The Ultimate Fighter
"I know everyone loves to have someone to hate, and if I can be that person, then I’ll be more than willing to accept it." - John Dodson
In comic books, the origin story is always the most beloved, the one everyone always refers back to. That’s likely to be the case for The Ultimate Fighter bantamweight finalist John Dodson as well, because he’s probably the only mixed martial artist discovered at Chuck E. Cheese.
Yes, Chuck E. Cheese.
It was at the famous kids’ restaurant where Dodson, just out of high school, was working to pay the bills while studying at the University of New Mexico. A state champion wrestler, he opted against taking a scholarship out of state to stay home, an idea that surprised the father of one of the children having a party at the restaurant, Chris Luttrell. Luttrell, Greg Jackson’s first black belt, knew of Dodson’s prowess on the mat, and he invited him to the gym. Dodson accepted.
“I got tore up, to tell you the truth,” he laughs. “I got beat up by everybody there and I was so pissed.”
He did impress his new gym mates with his tenacity though, along with a front flip that he used to avoid a double leg takedown.
“Why don’t you just stay here?”
Dodson did. He kept the Chuck E. Cheese gig for a few more years, but his real focus was elsewhere, as he began his mixed martial arts career in 2004 with a first round submission win over Zac White.
The ensuing years have delivered a mix of fortunes for the Albuquerque native, as he developed a frustrating pattern of win two, lose one while almost always being the smaller fighter thanks to a 5-foot-3 frame that optimally packs 125 pounds on weigh-in day. But finding consistent opposition at flyweight can be an issue, so Dodson has had to fight at 135 when necessary, something he doesn’t have a problem with.
“That never really bothered me because I’ve always been the smaller guy,” said the 27-year old. “I’ve always been that dude that everybody else came up to and said ‘hey, I want to fight you, let’s see what you’ve got.’ And I’ve always been that little guy who stepped up to the challenge. If they think they can do whatever they want, I want to see if they can do it. Prove me wrong. Hold me down, beat me up, use that size and that strength. That’s what I want to see. If they can’t, then they need to just man up and get out of my face.”

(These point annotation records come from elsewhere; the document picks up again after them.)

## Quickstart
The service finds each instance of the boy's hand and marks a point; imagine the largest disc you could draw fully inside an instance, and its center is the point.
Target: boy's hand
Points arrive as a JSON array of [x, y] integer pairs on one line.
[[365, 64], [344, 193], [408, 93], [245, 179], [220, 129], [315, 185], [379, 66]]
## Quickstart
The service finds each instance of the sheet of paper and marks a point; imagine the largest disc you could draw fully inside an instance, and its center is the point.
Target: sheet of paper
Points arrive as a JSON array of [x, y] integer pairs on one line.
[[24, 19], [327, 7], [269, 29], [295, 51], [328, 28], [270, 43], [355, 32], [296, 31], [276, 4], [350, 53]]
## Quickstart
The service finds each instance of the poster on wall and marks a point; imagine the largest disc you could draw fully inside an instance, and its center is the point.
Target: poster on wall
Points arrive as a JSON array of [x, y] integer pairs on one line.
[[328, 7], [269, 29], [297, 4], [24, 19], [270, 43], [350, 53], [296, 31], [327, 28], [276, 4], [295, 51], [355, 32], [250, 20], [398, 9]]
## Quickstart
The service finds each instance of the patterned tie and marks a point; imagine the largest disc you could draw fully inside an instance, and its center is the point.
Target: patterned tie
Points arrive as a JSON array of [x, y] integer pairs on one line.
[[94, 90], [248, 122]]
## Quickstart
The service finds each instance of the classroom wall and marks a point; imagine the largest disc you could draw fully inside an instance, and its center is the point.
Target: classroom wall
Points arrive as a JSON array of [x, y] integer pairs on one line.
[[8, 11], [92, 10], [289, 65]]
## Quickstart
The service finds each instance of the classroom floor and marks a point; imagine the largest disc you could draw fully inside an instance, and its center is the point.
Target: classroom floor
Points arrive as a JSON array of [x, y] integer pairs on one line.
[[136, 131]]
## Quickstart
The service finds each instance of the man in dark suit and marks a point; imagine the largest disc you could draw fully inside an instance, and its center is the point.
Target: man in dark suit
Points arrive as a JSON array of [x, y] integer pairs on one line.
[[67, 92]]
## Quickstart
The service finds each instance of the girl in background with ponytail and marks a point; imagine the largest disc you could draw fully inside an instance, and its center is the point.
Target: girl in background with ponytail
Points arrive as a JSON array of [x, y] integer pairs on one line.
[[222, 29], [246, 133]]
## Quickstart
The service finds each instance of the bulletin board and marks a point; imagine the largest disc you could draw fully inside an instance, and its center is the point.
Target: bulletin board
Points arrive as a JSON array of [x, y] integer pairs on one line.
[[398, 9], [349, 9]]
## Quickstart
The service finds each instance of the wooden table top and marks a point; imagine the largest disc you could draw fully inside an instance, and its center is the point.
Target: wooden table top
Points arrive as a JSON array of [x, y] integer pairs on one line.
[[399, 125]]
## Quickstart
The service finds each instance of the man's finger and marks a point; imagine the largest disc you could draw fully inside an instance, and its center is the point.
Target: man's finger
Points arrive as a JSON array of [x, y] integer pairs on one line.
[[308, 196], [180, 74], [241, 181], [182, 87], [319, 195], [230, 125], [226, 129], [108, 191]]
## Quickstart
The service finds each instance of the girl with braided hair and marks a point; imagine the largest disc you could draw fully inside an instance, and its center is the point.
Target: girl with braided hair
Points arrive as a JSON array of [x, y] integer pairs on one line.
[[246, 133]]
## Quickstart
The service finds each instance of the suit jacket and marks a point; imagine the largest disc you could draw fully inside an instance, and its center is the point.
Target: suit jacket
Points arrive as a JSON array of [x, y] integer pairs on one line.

It’s probably why he immediately approached his opponent in this Saturday’s bantamweight final, TJ Dillashaw, when they entered the TUF14 house, and made his desire to fight him evident. It wasn’t personal, just business.
“I gave him more praise and props the first day I met him than I did throughout the whole rest of the time I was in the house,” said Dodson. “I said ‘Hey man, you have one of the best skill sets, you train with one of the best camps; I want to fight you first because I need to test where I’m at in the house.’ If I don’t fight the best first, then I’ll never know where I stand. He totally agreed with me and I said ‘Don’t back down.’ He backed out, not once, but twice.”
In the meantime, Dodson fought his way to the finale with wins over John Albert and Johnny Bedford, earning his meeting with the highly-regarded Dillashaw. But it was Dodson’s antics in the house during taping that garnered even more attention than his fighting, as he was the “mole” that gave his team’s matchups and strategies to the opposing squad.
Such a course of action comes in stark contrast to not only Dodson’s gregarious personality, but his professionalism outside the Octagon. He’s fine with whatever perception people may initially have of him though, because the way he sees it, life on reality TV is what it is.
“People will come to love me because if they actually meet me and see what I can do when I progress through the UFC, they’ll be on my side,” he said. “I know what TV is and I know what it’s all about, so the best way to be the most talked about person on TV is to be a villain.”
So this was the plan all along?
“Pretty much. I know everyone loves to have someone to hate, and if I can be that person, then I’ll be more than willing to accept it.”
Well, playing the bad guy is one way to pass the time during the six weeks of taping, but Dodson admits that it was his alliance with some of his castmates – the Death Leprechauns – that made life outside the gym a little more palatable.
“We were all about having fun,” said Dodson. “We had Akira (Corassani), Louis (Gaudinot), Marcus Brimage, Josh (Ferguson), and we all just sat there and had nothing but stories to tell or just stupid stuff to do.”
As for the rest of the time there…
“It sucked,” he laughs. “I ain’t gonna lie. No TV, no cell phone, no internet. Not only that, we didn’t see any women. Six weeks without a woman, it’s kinda hard. The highlight for me being in the house was yelling at the ring girls.”
Those days are over now, and the sacrifices he’s made have paid off. All he has to do is beat Dillashaw on Saturday night, and a new chapter will begin in a wild story that began in the land of pizza, arcade games, and kiddie rides. And through it all, John Dodson will remember what his mother always told him.
“My mom taught me that you always have to be first with everything that you’ve gotta do,” he said. “Be first, be smooth, and be clean.”